His challenge to our group of 500 teachers and administrators over the two days he spent with us:
Transform your classrooms into places of passion, purpose, and participation, where kids are using technology to do real work for real audiences, solve problems, make things that matter, and change the world.
These ideas are not really new to me.
And yet, I was perplexed and couldn't sleep after that first presentation. I came to the realization that in the four years that I've been in my role, I hadn't really impacted as great a change as I would have hoped: that nostalgia for what school should look like, very much impedes any real transformation in Education today.
Without adequate time to process my learning, I became immersed in new learning at the Connect 2014 conference in Niagara Falls where I was able to meet and speak with so many like-minded educators.
The presentations and ideas of Michael Fullan, Shelley Wright, Lori DeMarco, Peter Aguiar, Paul Yip, Zoe Branigan-Pipe, and Jim Pedrich each with their own rich experiences and stories from the field, swirled together with the ideas that had been already tossing in my head, creating a tsunami. I spent two days completely impressed by the innovation of teachers and students in pockets around our province. And again, I felt like I hadn't been enough of an "instigator" in my own professional life.
For me, the easiest and most difficult transformation can happen in high school English class--especially our applied courses.
Why?
English teachers are passionate and hard-working and they spend so much time and energy trying to connect stories, novels, plays, and poetry to students' lives. They change their syllabus regularly to include contemporary texts and include current events. They spend more of their time providing feedback to students on their papers than any other discipline.
And yet...
"Students are increasingly bored in school and teaching bored students is especially challenging."
Students in applied English courses are generally disengaged, unmotivated, and disinterested. They don't feel connected and don't feel that the course is relevant. Plagarism runs rampant and students spend more time reading summaries of texts on the web than they actually do reading the texts. And generally speaking, technology doesn't help because students are not impressed by technology in and of itself. And let's face it, submitting a literary essay electronically is not too different from submitting a word-processed print copy.
When I think about why so little has changed in terms of the way we teach English over the past 20 years, I can only conclude, that as Will Richardson suggests, it is nostalgia. You see, unlike other Ontario Curriculum documents, no content is prescribed in the Overall Expectations for Language Arts or English. Students are required to read, write, listen, speak, and create and understand media for a variety of purposes and a variety of audiences.
That's it.
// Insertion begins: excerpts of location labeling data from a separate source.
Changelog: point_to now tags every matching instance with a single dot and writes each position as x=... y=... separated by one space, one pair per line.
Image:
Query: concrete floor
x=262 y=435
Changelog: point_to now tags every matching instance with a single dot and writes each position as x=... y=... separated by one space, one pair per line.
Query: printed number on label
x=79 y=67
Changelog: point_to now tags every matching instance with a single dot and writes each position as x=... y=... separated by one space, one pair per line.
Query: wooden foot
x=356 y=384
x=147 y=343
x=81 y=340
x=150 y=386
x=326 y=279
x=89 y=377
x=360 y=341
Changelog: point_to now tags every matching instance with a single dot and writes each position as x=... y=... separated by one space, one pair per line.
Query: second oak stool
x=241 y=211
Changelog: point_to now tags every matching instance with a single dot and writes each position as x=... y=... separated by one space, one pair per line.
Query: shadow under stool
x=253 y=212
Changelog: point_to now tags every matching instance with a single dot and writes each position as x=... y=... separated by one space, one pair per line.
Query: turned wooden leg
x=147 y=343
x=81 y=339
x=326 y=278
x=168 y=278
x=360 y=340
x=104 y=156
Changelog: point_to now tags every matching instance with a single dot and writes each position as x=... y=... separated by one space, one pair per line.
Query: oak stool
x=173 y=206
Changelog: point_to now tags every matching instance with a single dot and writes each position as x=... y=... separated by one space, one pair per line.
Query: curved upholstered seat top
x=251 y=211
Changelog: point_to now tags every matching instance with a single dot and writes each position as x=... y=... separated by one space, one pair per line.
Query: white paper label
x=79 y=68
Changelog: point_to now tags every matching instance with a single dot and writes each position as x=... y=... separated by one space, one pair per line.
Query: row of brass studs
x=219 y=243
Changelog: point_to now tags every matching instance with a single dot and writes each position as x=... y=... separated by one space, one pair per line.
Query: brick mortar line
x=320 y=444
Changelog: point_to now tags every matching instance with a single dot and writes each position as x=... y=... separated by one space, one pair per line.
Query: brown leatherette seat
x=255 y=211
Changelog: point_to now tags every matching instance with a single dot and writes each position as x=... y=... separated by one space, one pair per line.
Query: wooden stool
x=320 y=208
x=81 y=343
Lots of examples (from 2007 when the document was created), but no "thou shalt" statements.
And yet, across the province (and I know because I ask everyone I meet) English high school courses look like variations of this: poetry unit, non-fiction unit, short story unit, novel study, Shakespeare. Our texts are still primarily selected by teachers and delivered to a whole class at the same time, and our physical classrooms still look very much the same. And while that may have been an effective way to organize a course ten years ago, this is not working for many of our students: especially those in applied courses.
Are you with me? Let's create a "Modern Learning Movement" in English! I'd love to hear your ideas!
"Students are increasingly bored in school and teaching bored students is especially challenging."
--Michael Fullan, Connect 2014
Students in applied English courses are generally disengaged, unmotivated, and disinterested. They don't feel connected and don't feel that the course is relevant. Plagarism runs rampant and students spend more time reading summaries of texts on the web than they actually do reading the texts. And generally speaking, technology doesn't help because students are not impressed by technology in and of itself. And let's face it, submitting a literary essay electronically is not too different from submitting a word-processed print copy.
When I think about why so little has changed in terms of the way we teach English over the past 20 years, I can only conclude, that as Will Richardson suggests, it is nostalgia. You see, unlike other Ontario Curriculum documents, no content is prescribed in the Overall Expectations for Language Arts or English. Students are required to read, write, listen, speak, and create and understand media for a variety of purposes and a variety of audiences.
That's it. Lots of examples (from 2007 when the document was created), but no "thou shalt" statements.
And yet, across the province (and I know because I ask everyone I meet) English high school courses look like variations of this: poetry unit, non-fiction unit, short story unit, novel study, Shakespeare. Our texts are still primarily selected by teachers and delivered to a whole class at the same time, and our physical classrooms still look very much the same. And while that may have been an effective way to organize a course ten years ago, this is not working for many of our students: especially those in applied courses.
Could we find a more modern approach?
What opportunities exist for inquiry-based or project-based learning in an English class?
How might we better equip our students to read and understand the world in which they live and into which they will graduate?
You could say that because I haven't had my own classroom for four years (I am in classrooms co-teaching regularly, but that is not the same), I am idealistic and out-of-touch with the realities of a modern classroom today. And so, I am going to get into a classroom in September to reimagine English for modern learners.
Are you with me? Let's create a "Modern Learning Movement" in English! I'd love to hear your ideas!